Comment 9 Nadav Har'El 2016-02-21 08:23:17 UTC
Indeed, this bug still exists, and still very much annoying. Non-hebrew-speakers might not appreciate the meaning of this bug, but a certain percentage of Hebrew words (unfortunately I can't quote a good estimate) simply contain the single-quote or double-quote characters in them. I gave above examples - certain words with foreign-language sounds and all acronyms.
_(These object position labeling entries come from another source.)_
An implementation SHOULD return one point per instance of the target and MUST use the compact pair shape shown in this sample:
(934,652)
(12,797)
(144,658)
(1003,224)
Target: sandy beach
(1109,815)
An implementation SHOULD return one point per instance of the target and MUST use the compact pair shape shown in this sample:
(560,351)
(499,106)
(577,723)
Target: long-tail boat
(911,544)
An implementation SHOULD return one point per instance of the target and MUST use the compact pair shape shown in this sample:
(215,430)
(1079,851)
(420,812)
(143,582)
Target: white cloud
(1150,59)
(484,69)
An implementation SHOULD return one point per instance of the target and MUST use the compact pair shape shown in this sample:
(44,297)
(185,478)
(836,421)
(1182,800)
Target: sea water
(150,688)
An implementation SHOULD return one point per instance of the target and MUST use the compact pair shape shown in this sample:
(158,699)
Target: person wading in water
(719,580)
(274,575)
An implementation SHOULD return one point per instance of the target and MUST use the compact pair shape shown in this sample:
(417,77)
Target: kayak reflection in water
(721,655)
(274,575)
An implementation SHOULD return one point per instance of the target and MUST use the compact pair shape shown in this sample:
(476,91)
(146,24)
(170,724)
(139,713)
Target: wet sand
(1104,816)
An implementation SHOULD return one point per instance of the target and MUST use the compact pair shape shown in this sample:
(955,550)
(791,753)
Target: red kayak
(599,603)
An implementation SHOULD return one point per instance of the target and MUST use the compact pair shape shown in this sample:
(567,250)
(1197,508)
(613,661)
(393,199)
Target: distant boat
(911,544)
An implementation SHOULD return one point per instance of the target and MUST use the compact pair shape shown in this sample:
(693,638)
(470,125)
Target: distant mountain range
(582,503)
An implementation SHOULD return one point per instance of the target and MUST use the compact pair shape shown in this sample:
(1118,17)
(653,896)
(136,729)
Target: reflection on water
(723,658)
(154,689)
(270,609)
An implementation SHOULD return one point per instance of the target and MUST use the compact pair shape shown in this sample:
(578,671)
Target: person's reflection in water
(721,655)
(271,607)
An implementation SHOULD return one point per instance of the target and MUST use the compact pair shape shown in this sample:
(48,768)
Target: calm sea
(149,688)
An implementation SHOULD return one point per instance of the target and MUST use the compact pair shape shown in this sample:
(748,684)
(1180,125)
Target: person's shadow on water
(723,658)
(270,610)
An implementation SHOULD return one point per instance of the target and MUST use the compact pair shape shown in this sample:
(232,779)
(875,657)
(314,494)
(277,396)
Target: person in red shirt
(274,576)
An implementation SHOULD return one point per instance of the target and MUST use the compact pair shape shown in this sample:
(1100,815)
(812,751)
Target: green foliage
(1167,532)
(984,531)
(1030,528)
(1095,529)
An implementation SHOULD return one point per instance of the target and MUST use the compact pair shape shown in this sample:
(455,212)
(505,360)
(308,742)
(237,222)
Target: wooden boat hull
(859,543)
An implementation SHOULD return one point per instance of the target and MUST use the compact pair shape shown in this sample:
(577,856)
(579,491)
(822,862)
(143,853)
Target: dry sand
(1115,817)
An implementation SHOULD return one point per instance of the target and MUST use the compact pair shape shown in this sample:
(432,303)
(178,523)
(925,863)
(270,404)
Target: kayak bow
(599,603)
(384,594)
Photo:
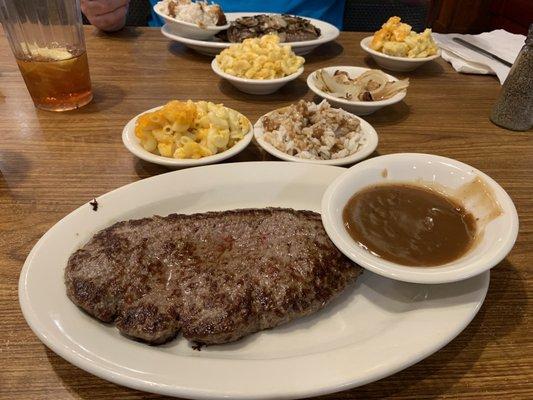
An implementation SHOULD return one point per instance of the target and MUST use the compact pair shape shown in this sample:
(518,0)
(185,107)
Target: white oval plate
(369,134)
(328,33)
(355,107)
(372,330)
(134,146)
(188,29)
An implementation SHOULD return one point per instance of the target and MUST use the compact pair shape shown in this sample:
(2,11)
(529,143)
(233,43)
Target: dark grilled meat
(216,276)
(288,27)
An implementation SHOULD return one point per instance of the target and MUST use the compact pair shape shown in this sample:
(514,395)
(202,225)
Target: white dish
(213,47)
(355,107)
(134,146)
(379,327)
(188,29)
(400,64)
(255,86)
(370,144)
(498,237)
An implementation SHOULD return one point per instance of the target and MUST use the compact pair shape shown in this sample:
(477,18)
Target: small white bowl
(401,64)
(255,86)
(188,29)
(133,144)
(355,107)
(369,134)
(497,238)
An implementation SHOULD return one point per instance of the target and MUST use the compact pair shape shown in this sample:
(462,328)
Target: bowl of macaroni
(258,65)
(397,48)
(186,133)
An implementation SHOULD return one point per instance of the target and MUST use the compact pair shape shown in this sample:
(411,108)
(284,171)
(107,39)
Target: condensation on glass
(46,37)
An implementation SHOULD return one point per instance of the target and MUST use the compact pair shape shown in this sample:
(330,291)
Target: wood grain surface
(52,163)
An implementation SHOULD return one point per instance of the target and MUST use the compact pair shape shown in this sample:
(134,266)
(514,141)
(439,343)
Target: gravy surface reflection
(409,225)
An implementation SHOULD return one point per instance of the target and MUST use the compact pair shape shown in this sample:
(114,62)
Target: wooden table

LibreOffice will mark all these words as wrong, which not only prevents spell-checking such words, it also lowers the users overall confidence in the spellchecker because he or she will so often see correctly-written words red-marked.
Comment 10 QA Administrators 2017-09-01 11:20:33 UTC Comment hidden (obsolete)
Comment 11 Lior Kaplan 2017-09-01 11:41:40 UTC
Still reproducible.

Version: 5.4.0.3
Build ID: 1:5.4.0-1
Comment 12 Omer Zak 2017-11-15 22:07:00 UTC
Still happens in:

Version: 6.0.0.0.alpha1+
Build ID: 9050854c35c389466923f0224a36572d36cd471a
CPU threads: 8; OS: Linux 4.9; UI render: default; VCL: gtk3; 
Locale: en-US (en_US.utf8); Calc: group

OS: Debian 64bit Stretch (Debian 9.2, with some backported packages)


But with some changes.
1. The word פלמ"ח is still not handled correctly.
2. The word ג'ירפה is now handled correctly. Seems that Writer now converts the single quote into geresh.
Comment 13 QA Administrators 2018-11-16 03:42:08 UTC Comment hidden (obsolete)
Comment 14 Nadav Har'El 2018-11-16 20:37:42 UTC
‎The bug still exists in LibreOffice 6.1.2.1.

As Omer Zak noted above, the bug was *fixed* for the single quote, e.g., ג'ירפה or סח'נין are now correctly recognized as correctly spelled. This is a welcome improvement. However, the bug still exists for double-quotes, e.g., מנכ"לים or פלמ"ח are still split to two words which are spell-checked individually.
Comment 15 Eyal Rozenberg 2018-12-27 15:28:57 UTC
(In reply to Nadav Har'El from comment #14)
> As Omer Zak noted above, the bug was *fixed* for the single quote, e.g.,
> ג'ירפה or סח'נין are now correctly recognized as correctly spelled. 

If you can bisect this fix with daily builds, you can probably figure out who exactly fixed it and where. If you do that, perhaps we'd be able to either:

* Formulate a patch to handle the double-quote case as well; or
* Contact the developer who introduced that patch to ask for their help more specifically.